The RFS: What’s the Real Impact to Food and Fuel Prices?

Ali Lenger
Newsletter Issue: 
March 2016

The EPA released its final rule for 2014-2016, adjusting volumes for the Renewable Fuel Standard (RFS). The agreement sets new minimum amounts of renewable fuels to be blended into our nation’s transportation fuel supply. The RFS focuses on renewable ground transportation fuels, seeking to reduce US reliance on petroleum and to reduce air emissions. The 2016 goals are now lower than the initial goals set by Congress when the Energy Policy Act of 2005 was originally enacted, but 35% higher than the 2014 production. 

Over the years, the RFS has had its share of critics, with spikes in food and fuel prices and food scarcity, even starvation, being attributed to the new law.

But what is the real impact of the RFS on food and fuel prices? Not much, according to Bruce Babcock, who holds the Cargill Endowed Chair of Economics at Iowa State University. At a Brookings Institute forum, “Ten years of the Renewable Fuel Standard: What’s been the impact on energy and the environment?” held in Washington D.C. on Oct. 16, 2015, Babcock joined a panel of experts and said there hasn’t be as much impact as people think.

For example, according to Babcock, between 2006 and 2014, commodity prices, have more than doubled yet the U.S. Consumer Price Index, which tracks changes in the price consumers pay for food, has only risen slightly. How can this be?

“One reason is that food is not commodities,” said Babcock. “The commodity share of the food dollar is small and shrinking,” said Babcock. He explained that as such, it responds differently to policy changes and price signals. “Food is produced by taking some agricultural commodities combining it with capital, labor, energy, marketing, transportation, all of that stuff - in order to get what we eat as food.” 

“So if you double commodity prices and the commodity share of the food dollar is 10%, you’re at most going to get a one time 10 percent increase in food prices,” said Babcock. The actual consumer impact will be less than that 10 percent because companies that produce food will start subbing out expensive commodities.

Babcock further explained that all of the things that have affected food price spikes over the last 10 years would have still occurred whether or not the RFS had been put in place.

“That 2011, record drought that we saw in the southwest that decimated the cattle herd? That still would have happened. The beef prices that we see today that are high they would still be high today with or without the RFS. The 2012 drought in the cornbelt that doubled corn prices in a year would still have occurred. China demand for soybeans that has been growing nonstop over the last ten years? That would still have occurred,” said Babcock.

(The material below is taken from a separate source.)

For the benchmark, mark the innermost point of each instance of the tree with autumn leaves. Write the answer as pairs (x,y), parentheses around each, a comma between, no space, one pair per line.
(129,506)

According to Babcock, these events explain why food prices have changed, but none of them are due to RFS. Even the Great Recession of 2008 where oil prices were quickly changing still would have happened.

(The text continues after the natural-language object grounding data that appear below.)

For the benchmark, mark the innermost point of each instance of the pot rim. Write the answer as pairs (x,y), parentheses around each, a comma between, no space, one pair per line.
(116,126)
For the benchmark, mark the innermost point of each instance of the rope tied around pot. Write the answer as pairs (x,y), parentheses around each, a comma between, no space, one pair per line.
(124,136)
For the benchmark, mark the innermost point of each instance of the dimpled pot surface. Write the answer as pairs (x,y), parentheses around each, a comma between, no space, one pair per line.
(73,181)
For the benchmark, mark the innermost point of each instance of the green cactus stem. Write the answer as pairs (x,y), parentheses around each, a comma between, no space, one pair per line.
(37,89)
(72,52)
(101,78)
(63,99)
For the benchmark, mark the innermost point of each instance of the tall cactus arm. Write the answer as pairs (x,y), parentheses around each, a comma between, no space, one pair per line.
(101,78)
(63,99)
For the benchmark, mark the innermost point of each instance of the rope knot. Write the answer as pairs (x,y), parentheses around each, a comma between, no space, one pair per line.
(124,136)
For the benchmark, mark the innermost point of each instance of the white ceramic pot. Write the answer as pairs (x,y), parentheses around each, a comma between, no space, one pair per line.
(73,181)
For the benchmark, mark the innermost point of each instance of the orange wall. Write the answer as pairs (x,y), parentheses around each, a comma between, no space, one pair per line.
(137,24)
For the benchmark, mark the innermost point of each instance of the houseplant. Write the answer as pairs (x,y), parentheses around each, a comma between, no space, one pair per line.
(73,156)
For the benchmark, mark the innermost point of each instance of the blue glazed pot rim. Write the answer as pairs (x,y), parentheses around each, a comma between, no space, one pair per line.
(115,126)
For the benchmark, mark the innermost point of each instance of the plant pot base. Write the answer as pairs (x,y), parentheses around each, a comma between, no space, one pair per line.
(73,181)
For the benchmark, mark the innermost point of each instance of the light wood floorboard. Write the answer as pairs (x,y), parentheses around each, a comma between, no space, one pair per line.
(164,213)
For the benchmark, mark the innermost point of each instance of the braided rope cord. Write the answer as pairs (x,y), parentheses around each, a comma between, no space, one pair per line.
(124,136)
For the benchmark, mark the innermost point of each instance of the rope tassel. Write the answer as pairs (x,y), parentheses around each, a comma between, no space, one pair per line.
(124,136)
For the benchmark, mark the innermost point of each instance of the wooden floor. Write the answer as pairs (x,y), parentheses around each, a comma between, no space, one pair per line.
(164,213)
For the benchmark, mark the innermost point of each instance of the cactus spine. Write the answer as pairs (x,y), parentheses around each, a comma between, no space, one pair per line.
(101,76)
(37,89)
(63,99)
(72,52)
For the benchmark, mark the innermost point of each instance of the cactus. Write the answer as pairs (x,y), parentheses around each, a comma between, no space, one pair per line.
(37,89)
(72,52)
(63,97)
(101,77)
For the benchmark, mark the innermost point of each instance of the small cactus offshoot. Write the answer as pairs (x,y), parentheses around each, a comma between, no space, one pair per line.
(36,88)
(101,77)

“The effect of the RFS on consumer food prices in the U.S. is much less dramatic, more gradual and just about lost in the volatility caused by events in the last ten years,” said Babcock.

What about the impact of food prices globally? According to Babcock, the RFS doesn’t directly affect developing countries commodity prices, but rather raises global commodity prices. 

An International Food and Policy Research Institute (IFPRI) study by Nicholas Minot on food prices in Africa found a weak integration with the world market. Most changes in their food prices were due to domestic supply and demand, not global supply and demand.

Babcock concluded that the RFS will not affect food prices unless they are fully integrated with global markets.

A goal of RFS seeks to integrate more renewable biofuels with our transportation fuels. What has this done to fuel prices?

“It’s facilitated the U.S. to become a net exporter of gasoline rather than a net importer; with 10% more ethanol, it increased the net exports of gasoline,” said Babcock.

This helps lower domestic fuel prices for gasoline according to Babcock. He mentioned that refining costs are down because an 85% octane blend stock, which is cheaper than 87% blend stock, is used to blend ethanol and gas together. The octane is obtained from 10% ethanol.

Another important component of this topic is the Renewable Identification Number (RIN) applied to a group of biofuels. Companies who use more biofuel than the RFS mandates can sell these extra RIN credits to companies who are using less than what is required and need to meet to the RFS standard. According to Babcock the RIN is a tax on gasoline, raising gas prices, but RIN prices are a subsidy to ethanol so they balances themselves out. A soon to be released study by Babcock shows fuel prices are likely to not be affected.

“Those two offset each other so it’s a wash,” said Babcock.

“From what I’ve seen and modeled, I believe that there’s likely a net overall, small negative effect on fuel prices even if you take into account the 3 percent lower BTU content of the fuel.”